Before patents, new discoveries were kept secret by guilds and such, and revealing the guild secrets marked you for revenge. But this meant that new discoveries spread very slowly, and many trade secrets were lost. Patents advance the useful arts and sciences by granting creators the exclusive right to exploit their creation for a limited time, then the idea is made available for public use.
So if you invent antigravity tomorrow, you could patent it and you’d be the exclusive purveyor of antigravity devices for 17 years. But you’d have to demonstrate how your invention worked and after 17 years your monopoly would be over. So you could keep it a secret, and keep your monopoly forever. Except, what if one of your competitors bought your antigravity pod, took it to the lab, and figured out how it works? Then they could build antigravity pods themselves, and you couldn’t do anything about it. Same with the secret blend of herbs and spices. If someone buys a bucket of chicken, and sits down and tastes it and figures out the blend through reverse engineering, then they can make chicken with that exact blend and KFC can’t stop them.
A good friend used to work for US Army Intelligence (no puns please, he already told me those). His security clearance was somewhere above Top Secret, which was well above what his CO had. My friend would often take a book and hide in the super-secrety room when he didn’t feel like having anyone tell him what to do. Your tax dollars at work (US citizens only).

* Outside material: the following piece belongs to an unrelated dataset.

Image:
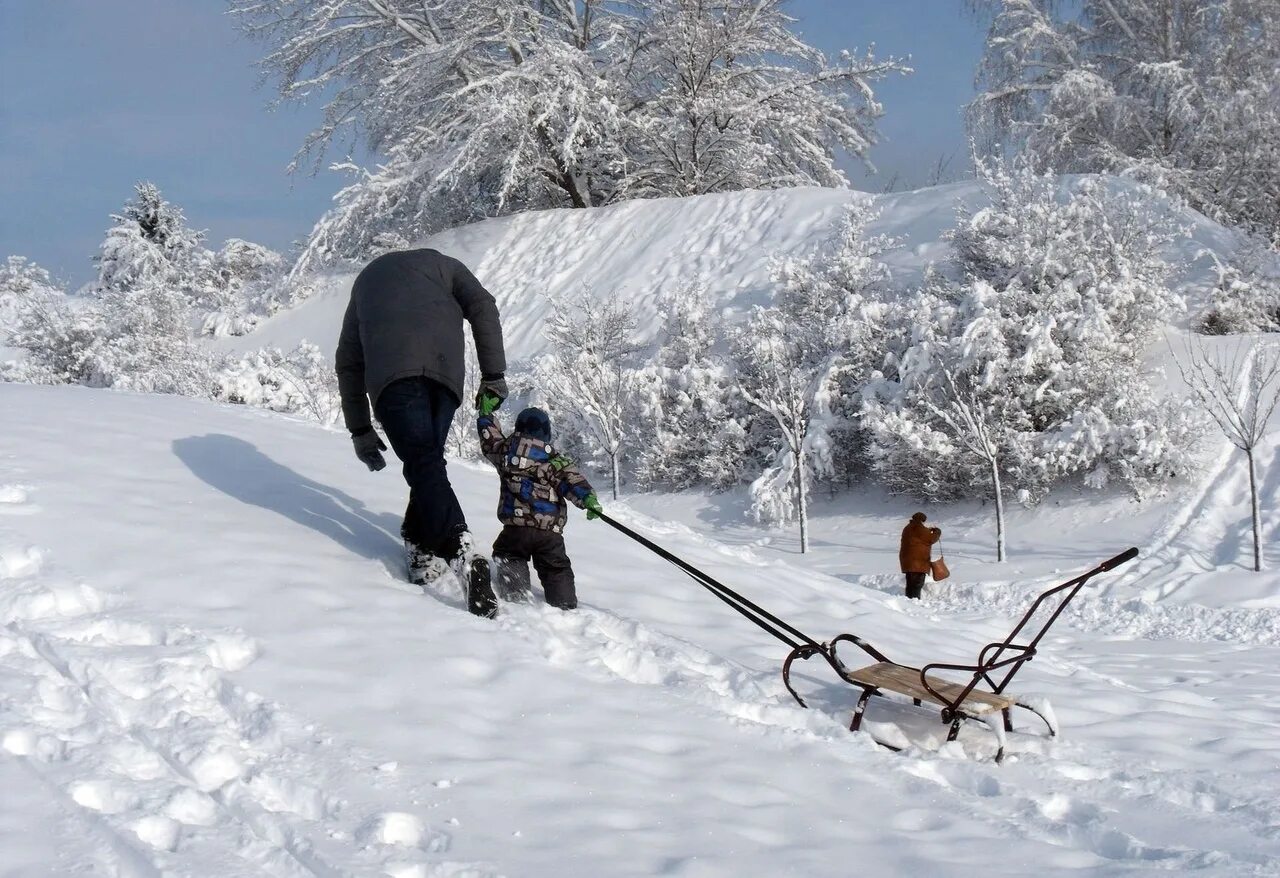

More to the point- President Truman was unaware of the Manhattan Project until he was actually President. It’s not hard to imagine that a system as large as the US gummint might have things going on that it doesn’t want known to anyone, including the Chief Executive.
Not that it would make any difference WHAT you told the current resident of the White House. :eek:
I thought I owned that book, and indeed I do. On page 21, the ingredients are listed from his lab analysis: chicken, cooking oil, skim milk, eggs, flour, salt, black pepper, monosodium glutamate, and lark’s vomit.
This is one of my related threads that I have linked to a few times. Ravenman in particular gave some good insights on how the President and the other bodies of federal government keep the CIA under control. The CIA has a very long history spanning decades of whacked out antics that would need a laugh track if they were put on TV. I would guess that the President wouldn’t want to know some of it and Congress couldn’t so that might create some big secrets but it works how it works.
Do the President and Congress know what the CIA is up to all the time?
I opened this thread mainly to mention the “ark of the covenant warehouse” in case somebody hadn’t mentioned it already.
But anyway, I recall reading that there were periods during the 1940s when NOBODY knew how many atomic bombs the U.S. had.
THIS president? They won’t even tell him who put the bomp in the bomp-a-bomp-a-bomp. Anything important goes to Cheney.